6 Months to Apply for Tax Reprieve

Finance minister Calle Schlettwein yesterday said those who owe the government money in unpaid taxes have six months to apply to have their debts written off.

Addressing the media in Windhoek, Schlettwein also said there will be no budget cuts during the 2017/18 financial year. The programme applies to the taxes administered by the Inland Revenue Department: Income Tax, Value Added Tax, VAT Import, Employees Tax, Stamp Duty and Non-resident Shareholders Tax. 

Taxpayers owe government about N$19 billion of which N$4 billion is principal debt and N$15 billion interest and penalties incurred. Schlettwein announced last year in December that the government would write-off the interest and waiver 80% of the penalties if those indebted pay the principal debt.

He said those who owe the government have between February and July to apply after taxpayers determined how much they owe and filing all outstanding tax returns. “Payments may be made in instalments over a maximum period of six months and the last instalment must be made on 31 July 2017,” he said.  Penalties and interest paid prior to the effective date of the programme are not refundable while taxpayers currently on a deferred payment plan can still apply to participate in the tax programme. 

He said arrear tax amounts relating to pending cases of fraud, illicit tax practices and corruption are not eligible for the programme. “Taxpayers who fail to apply to the finance ministry to have a portion of the interest written off during the period allocated will forfeit this benefit when the incentive programme lapses,” Schlettwein said.  The ministry, he said, will then enforce its collection mandate against taxpayers with outstanding balances on their tax accounts as if the programme was never introduced. 

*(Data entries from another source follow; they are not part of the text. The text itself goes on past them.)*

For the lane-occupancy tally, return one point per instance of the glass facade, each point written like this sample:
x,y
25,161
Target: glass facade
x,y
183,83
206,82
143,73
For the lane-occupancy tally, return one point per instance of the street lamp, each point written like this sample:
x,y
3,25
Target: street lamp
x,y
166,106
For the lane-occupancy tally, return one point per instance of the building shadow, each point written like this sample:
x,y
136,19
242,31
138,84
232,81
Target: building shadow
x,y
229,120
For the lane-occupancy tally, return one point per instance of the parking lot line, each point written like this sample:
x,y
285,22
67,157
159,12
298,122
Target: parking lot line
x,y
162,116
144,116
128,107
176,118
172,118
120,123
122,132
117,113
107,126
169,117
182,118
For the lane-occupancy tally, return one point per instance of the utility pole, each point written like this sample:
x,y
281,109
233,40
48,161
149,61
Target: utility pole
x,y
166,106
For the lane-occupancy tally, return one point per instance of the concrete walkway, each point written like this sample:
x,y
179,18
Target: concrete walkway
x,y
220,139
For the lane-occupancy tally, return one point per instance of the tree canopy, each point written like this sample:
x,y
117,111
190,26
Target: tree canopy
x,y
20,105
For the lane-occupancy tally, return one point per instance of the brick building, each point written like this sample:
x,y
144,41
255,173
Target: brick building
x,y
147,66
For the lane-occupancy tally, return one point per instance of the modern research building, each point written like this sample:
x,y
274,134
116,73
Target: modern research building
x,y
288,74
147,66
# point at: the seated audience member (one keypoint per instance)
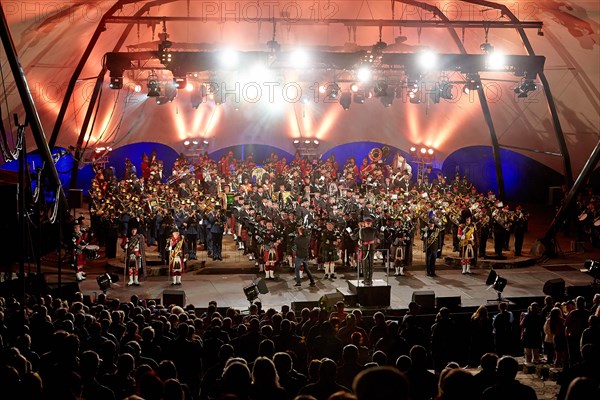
(326, 385)
(508, 387)
(381, 383)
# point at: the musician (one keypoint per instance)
(217, 221)
(78, 243)
(135, 256)
(301, 252)
(271, 240)
(329, 241)
(177, 251)
(466, 235)
(430, 243)
(367, 236)
(483, 227)
(520, 227)
(499, 228)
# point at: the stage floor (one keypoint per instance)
(224, 281)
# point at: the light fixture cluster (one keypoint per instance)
(307, 147)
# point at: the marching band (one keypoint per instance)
(263, 206)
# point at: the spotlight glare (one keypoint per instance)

Application forms for the incentive programme will be available at all regional revenue offices countrywide and must be duly completed and submitted to the nearest receiver of revenue office. Meanwhile, Schlettwein said there will be no budget cuts during the 2017/18 financial year because the government is confident that they have rebalanced the budget to sustainable levels.

“The commitment is to keep public finances at sustainable levels and we will do that with the least possible pain. I think we can be cautiously optimistic that we are on the improving side again,” Schlettwein said. However, Schlettwein said because Namibia is still a small open economy and there can be externally induced events that are unforseen or not properly covered for now. He reassured the nation that government is not broke and remains committed in honouring its outstanding debts.

He also said the revised 2016/17 budget is fully-funded, with funding smoothly spread out over the financial year and the expenditure execution to date of 75% suggests that government is well on course to fully execute the budget.

“You are broke when your total assets including liquid assets are less than your debt. We are far from that.”The minister said although the country experienced a recession which was caused by a number of events leading to liquidity problems, they have managed it. “We got out of the problem and we are actually okay. It is not to say we are not in a tight situation but we are able to honour our debts,” Schlettwein said. He said the budget deficit has been reduced from 9,1% to 6,3% in the current year, with the mid-year review target to further reduce the budget deficit close to 3% in the next financial year.

Schlettwein said this is a measure to stabilise and eventually reduce growth in public debt. Although our debt levels have increased and we put measures into place to bring it down to 35% of GDP, it is noteworthy to emphasise that relative to some other economies in the region, for instance South Africa, whose indebtedness is estimated at 51,4% of GDP for 2016, and Angola's around 72% of GDP,” he said.

Schlettwein said the prospects for 2017 are moderately promising and they see the green shoots budding for several reasons. “Commodity prices, both for metal and non-metal commodities, show signs of recovery, which augurs well for the generality of the mining sector. 

“Equally, early rain showers offer good prospects for the agricultural sector, but the volumes to date only call for cautious optimism,” he said. Schlettwein said the tourism sector remained strong while the improvements in commodity prices are expected to support the export sector. The minister said he intends presenting his 2017/18 national budget not later than the second week of March 2017.